México04 de mayo, 2008
Mucho tiempo me resistí a portar un teléfono celular.
La sola idea de llevar este cordón umbilical que te ata con el resto del mundo me hacía sentir incómodo. Fue hasta el año 2005 cuando finalmente sucumbí a un pequeño Motorola que llevo hasta la fecha y que cotidianamente es objeto de bromas ligeras o pesadas exhibiendo no sólo su poca popularidad, sino el total rezago tecnológico con respecto a los teléfonos celulares de última generación. “Es para hablar al fin y al cabo”, es mi único argumento ante las preguntas que con cierta sorna me hacen quienes se fijan en este medio de comunicación portátil.
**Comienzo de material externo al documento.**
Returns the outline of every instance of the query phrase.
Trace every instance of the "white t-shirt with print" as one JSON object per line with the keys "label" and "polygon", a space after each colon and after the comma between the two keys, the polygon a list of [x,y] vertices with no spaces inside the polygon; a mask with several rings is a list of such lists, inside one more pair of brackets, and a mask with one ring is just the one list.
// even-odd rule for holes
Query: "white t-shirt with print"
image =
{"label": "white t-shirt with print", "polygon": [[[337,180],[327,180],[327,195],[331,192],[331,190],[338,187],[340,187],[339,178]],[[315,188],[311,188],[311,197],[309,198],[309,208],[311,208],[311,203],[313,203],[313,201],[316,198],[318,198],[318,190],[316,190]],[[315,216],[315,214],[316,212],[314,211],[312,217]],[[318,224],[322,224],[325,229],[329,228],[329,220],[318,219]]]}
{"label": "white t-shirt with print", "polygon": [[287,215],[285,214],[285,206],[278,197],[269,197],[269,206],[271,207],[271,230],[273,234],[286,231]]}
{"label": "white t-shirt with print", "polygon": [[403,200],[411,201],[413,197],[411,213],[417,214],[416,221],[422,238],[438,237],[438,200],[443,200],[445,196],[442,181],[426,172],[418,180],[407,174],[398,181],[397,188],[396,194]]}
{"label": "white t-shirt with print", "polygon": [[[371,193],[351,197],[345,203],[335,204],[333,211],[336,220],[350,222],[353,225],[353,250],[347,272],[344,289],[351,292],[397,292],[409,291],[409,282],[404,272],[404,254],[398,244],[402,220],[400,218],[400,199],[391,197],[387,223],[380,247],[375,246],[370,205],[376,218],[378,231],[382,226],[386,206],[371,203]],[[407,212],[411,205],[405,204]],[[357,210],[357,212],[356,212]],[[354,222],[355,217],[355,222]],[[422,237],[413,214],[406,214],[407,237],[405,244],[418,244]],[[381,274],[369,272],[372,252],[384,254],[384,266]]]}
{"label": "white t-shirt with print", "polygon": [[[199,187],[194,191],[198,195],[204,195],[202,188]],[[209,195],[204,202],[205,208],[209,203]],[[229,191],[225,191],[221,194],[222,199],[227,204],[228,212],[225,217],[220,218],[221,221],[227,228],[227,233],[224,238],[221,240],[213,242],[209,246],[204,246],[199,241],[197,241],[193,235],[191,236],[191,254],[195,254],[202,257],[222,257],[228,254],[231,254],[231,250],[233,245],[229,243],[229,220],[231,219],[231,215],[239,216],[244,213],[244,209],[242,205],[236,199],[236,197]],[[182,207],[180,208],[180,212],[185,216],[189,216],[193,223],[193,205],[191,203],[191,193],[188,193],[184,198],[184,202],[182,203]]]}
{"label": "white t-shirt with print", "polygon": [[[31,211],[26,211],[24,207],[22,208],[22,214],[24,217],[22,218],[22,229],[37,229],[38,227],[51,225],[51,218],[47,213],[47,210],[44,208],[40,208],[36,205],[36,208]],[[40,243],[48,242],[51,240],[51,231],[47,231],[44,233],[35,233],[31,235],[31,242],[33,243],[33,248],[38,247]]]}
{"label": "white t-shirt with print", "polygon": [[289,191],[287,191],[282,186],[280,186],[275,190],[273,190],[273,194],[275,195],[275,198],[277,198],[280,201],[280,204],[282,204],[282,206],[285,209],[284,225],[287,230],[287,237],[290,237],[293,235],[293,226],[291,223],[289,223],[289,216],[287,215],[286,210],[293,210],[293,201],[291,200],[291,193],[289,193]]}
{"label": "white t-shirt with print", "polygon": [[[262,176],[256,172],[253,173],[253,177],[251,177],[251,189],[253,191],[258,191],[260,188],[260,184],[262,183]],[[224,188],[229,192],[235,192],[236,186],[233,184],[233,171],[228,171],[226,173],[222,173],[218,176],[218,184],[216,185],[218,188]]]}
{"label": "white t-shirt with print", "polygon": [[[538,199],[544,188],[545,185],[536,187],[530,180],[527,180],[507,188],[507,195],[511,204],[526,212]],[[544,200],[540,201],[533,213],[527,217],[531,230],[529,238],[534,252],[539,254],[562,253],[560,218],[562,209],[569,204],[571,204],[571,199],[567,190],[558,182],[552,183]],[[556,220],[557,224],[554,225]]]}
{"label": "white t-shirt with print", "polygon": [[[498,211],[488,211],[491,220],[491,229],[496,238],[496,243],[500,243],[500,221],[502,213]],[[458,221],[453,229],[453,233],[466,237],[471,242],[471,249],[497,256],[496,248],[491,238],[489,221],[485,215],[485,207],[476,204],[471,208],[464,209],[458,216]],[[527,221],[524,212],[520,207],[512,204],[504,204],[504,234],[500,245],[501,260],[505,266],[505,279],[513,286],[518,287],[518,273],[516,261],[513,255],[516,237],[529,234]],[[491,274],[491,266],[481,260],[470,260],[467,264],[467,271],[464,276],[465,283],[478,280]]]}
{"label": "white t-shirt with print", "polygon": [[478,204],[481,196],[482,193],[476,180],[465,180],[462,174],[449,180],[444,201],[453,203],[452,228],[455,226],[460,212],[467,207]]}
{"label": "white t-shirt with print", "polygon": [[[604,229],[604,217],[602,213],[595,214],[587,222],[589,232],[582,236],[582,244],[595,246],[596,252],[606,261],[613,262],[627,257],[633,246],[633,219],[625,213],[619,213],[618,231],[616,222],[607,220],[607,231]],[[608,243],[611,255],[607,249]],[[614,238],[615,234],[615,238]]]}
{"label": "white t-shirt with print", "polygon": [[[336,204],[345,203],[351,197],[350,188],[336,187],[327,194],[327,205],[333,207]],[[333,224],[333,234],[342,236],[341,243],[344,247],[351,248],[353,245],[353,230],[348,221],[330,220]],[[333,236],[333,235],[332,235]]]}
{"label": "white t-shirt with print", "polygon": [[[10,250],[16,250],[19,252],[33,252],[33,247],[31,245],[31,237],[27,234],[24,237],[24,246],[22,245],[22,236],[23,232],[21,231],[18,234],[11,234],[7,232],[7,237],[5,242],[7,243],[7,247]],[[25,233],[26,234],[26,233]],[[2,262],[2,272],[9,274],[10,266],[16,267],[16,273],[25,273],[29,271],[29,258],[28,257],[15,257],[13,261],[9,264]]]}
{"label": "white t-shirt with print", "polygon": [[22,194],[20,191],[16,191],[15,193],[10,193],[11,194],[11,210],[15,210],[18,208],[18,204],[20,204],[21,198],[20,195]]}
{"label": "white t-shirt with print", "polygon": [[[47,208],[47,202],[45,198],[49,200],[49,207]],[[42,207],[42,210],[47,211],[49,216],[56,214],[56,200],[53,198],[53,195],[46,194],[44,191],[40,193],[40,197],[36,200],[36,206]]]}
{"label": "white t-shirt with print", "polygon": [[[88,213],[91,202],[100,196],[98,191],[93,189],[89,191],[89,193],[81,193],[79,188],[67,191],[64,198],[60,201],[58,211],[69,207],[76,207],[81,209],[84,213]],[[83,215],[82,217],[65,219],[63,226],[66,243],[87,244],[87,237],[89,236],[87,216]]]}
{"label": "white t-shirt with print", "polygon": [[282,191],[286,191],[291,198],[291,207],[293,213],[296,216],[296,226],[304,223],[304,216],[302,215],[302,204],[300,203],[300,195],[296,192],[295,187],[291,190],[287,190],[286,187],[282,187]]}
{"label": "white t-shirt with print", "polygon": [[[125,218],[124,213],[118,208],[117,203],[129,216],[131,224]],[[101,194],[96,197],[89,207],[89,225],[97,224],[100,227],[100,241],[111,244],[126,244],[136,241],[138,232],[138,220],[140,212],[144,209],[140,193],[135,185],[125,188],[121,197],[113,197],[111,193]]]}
La verdad es que temo por momentos convertirme en un asiduo renovador de teléfonos portátiles. Y es que, ante la avalancha de campañas publicitarias, diseños estéticos y argumentos mediáticos, una tienda de estos artículos se convierte en una envolvente tentación.
Llegar a uno de estos establecimientos es convertir el juicio en duda y la objetividad en una pasión ligera que arrastra la voluntad por unas vitrinas de exhibición correctamente ordenadas de tal manera, que los ojos van de arriba abajo y de izquierda a derecha, para finalmente terminar observando en círculos mientras se hace una exhaustiva comparación mental entre la capacidad de la cámara fotográfica y de video, el tipo de conexión, el bluetooth, los jueguitos, el tamaño de la pantalla, la memoria interna y en general todos aquellos atributos que con certeza no puedo seguir mencionando, pero que seguramente usted mi querido lector tiene en mente.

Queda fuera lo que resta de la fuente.